10. Réformes et évolutions de la société coloniale

Les évènements de 1908 attirent l'attention de l'opinion publique française sur la situation en Indochine. En 1911, un programme de réformes politiques est décidé par le Gouvernement général: le député radical Albert Sarraut est nommé gouverneur avec pour mission de l'appliquer. Le nouveau gouverneur général se prononce pour une politique d'association et un exercice plus loyal du protectorat. L'Université indochinoise est rouverte et l'éducation développée à tous les degrés; en décembre 1917 est promulgué un Règlement général de l'Instruction publique, qui réorganise et rationalise l'enseignement primaire et secondaire en Indochine. L'administration est réformée et la représentation vietnamienne élargie dans les diverses assemblées locales. L'enseignement se fait en français et en vietnamien: l'éducation coloniale favorise par ailleurs la diffusion du quốc ngữ; initialement pensé par les missionnaires comme un instrument d'évangélisation, il devient un intermédiaire utile pour les Vietnamiens désirant se familiariser avec le français, et s'impose progressivement comme l'alphabet national. La politique de Sarraut suscite l'opposition des milieux français d'Indochine, mais contribue à gagner la confiance des Vietnamiens. L'enseignement primaire supérieur se développe particulièrement et contribue à engendrer une petite bourgeoisie vietnamienne. Durant la Première Guerre mondiale, la France peut rapatrier la majorité de ses troupes en métropole sans que des troubles n'en résultent en Indochine. Plusieurs dizaines de milliers de Vietnamiens, ouvriers ou tirailleurs indochinois, sont en outre envoyés en Europe pour participer à l'effort de guerre français.

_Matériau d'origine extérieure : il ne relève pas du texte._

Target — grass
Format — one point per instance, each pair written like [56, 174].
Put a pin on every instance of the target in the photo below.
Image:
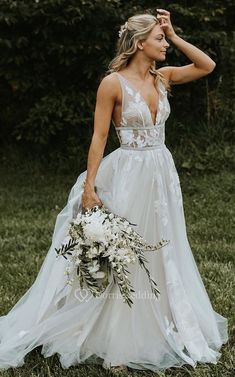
[30, 199]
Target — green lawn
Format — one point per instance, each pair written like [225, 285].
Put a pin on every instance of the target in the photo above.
[29, 202]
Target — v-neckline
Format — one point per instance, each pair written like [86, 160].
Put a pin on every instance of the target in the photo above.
[137, 91]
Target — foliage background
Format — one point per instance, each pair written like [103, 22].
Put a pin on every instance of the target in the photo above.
[53, 54]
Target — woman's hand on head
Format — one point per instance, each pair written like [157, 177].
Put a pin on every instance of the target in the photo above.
[165, 22]
[90, 199]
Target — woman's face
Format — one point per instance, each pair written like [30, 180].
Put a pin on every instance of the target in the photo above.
[155, 45]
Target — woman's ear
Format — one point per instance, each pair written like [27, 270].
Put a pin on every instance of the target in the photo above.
[140, 45]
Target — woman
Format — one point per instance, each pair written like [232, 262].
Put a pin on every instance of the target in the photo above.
[137, 181]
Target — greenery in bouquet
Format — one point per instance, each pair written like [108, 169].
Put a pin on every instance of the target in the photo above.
[100, 245]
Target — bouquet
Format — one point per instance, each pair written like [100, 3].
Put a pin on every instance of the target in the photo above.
[100, 244]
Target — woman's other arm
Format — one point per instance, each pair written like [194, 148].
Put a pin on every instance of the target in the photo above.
[105, 100]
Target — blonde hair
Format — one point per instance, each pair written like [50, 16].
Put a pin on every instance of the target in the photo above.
[136, 28]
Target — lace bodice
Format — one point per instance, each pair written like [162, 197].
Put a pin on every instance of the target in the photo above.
[136, 130]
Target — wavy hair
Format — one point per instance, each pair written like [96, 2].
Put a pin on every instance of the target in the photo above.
[136, 28]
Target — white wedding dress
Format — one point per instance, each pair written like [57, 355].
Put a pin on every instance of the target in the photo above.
[139, 181]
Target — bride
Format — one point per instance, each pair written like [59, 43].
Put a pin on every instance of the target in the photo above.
[139, 181]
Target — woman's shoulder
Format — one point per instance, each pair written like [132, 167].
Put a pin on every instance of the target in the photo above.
[109, 83]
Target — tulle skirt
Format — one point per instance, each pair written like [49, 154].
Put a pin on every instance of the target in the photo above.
[180, 327]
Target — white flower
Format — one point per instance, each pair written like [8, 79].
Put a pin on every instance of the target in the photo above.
[99, 275]
[94, 232]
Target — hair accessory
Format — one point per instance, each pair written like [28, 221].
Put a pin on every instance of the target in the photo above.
[122, 29]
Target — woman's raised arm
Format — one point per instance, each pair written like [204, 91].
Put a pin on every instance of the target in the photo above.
[201, 65]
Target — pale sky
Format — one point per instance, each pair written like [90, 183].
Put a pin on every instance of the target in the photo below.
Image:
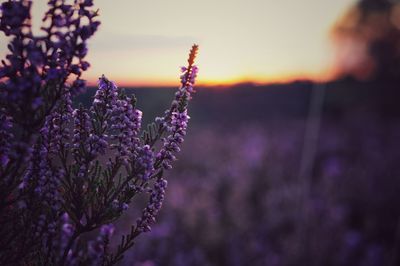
[144, 42]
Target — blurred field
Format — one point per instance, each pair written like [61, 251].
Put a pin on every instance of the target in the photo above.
[290, 174]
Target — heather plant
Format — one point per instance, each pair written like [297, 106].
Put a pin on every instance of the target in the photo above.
[69, 171]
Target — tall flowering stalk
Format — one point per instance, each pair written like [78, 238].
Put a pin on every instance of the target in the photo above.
[66, 172]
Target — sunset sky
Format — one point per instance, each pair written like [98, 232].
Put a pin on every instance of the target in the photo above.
[143, 42]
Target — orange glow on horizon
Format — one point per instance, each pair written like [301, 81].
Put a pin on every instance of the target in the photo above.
[324, 76]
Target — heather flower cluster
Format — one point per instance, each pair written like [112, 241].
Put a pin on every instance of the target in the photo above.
[67, 171]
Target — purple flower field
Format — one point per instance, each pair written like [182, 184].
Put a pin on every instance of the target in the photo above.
[297, 173]
[267, 191]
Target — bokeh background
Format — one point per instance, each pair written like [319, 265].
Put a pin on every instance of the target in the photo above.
[293, 151]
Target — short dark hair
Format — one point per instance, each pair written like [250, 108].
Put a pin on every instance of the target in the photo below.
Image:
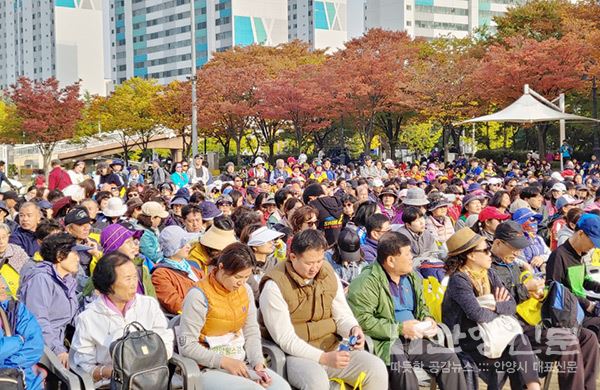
[105, 273]
[248, 230]
[56, 247]
[390, 244]
[236, 257]
[101, 195]
[363, 212]
[46, 228]
[375, 222]
[190, 209]
[411, 214]
[244, 216]
[307, 240]
[223, 222]
[530, 192]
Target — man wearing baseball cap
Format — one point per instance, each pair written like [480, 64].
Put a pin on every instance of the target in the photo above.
[78, 224]
[509, 240]
[566, 266]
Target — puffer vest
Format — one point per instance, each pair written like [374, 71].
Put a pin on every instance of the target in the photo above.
[227, 311]
[309, 304]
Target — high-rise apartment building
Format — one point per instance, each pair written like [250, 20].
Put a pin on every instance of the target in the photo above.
[80, 50]
[434, 18]
[60, 38]
[151, 38]
[27, 33]
[321, 23]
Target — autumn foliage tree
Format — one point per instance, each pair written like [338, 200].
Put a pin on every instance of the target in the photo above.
[172, 108]
[442, 73]
[373, 78]
[301, 99]
[47, 114]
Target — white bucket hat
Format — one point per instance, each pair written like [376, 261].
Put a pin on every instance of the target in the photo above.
[114, 208]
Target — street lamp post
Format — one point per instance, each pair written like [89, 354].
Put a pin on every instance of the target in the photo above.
[193, 75]
[595, 116]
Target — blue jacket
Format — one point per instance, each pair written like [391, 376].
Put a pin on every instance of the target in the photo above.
[370, 250]
[16, 353]
[149, 246]
[26, 240]
[180, 180]
[53, 301]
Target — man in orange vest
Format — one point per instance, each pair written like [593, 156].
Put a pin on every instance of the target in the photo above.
[305, 312]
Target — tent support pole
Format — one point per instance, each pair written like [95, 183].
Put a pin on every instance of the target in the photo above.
[561, 102]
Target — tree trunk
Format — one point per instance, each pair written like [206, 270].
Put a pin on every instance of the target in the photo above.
[298, 135]
[226, 146]
[541, 136]
[271, 150]
[445, 142]
[46, 151]
[238, 149]
[368, 138]
[455, 133]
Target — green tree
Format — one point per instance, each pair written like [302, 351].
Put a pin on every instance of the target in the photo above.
[128, 112]
[421, 137]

La colonisation se traduit, sur le plan culturel, par l'émergence de nouvelles formes religieuses: le catholicisme se développe à la faveur de la présence française et concerne, au début duXXe siècle, un peu moins de 10% de la population indochinoise. Les catholiques vietnamiens sont surtout groupés sur les côtes, où ils forment des communautés fortement encadrées.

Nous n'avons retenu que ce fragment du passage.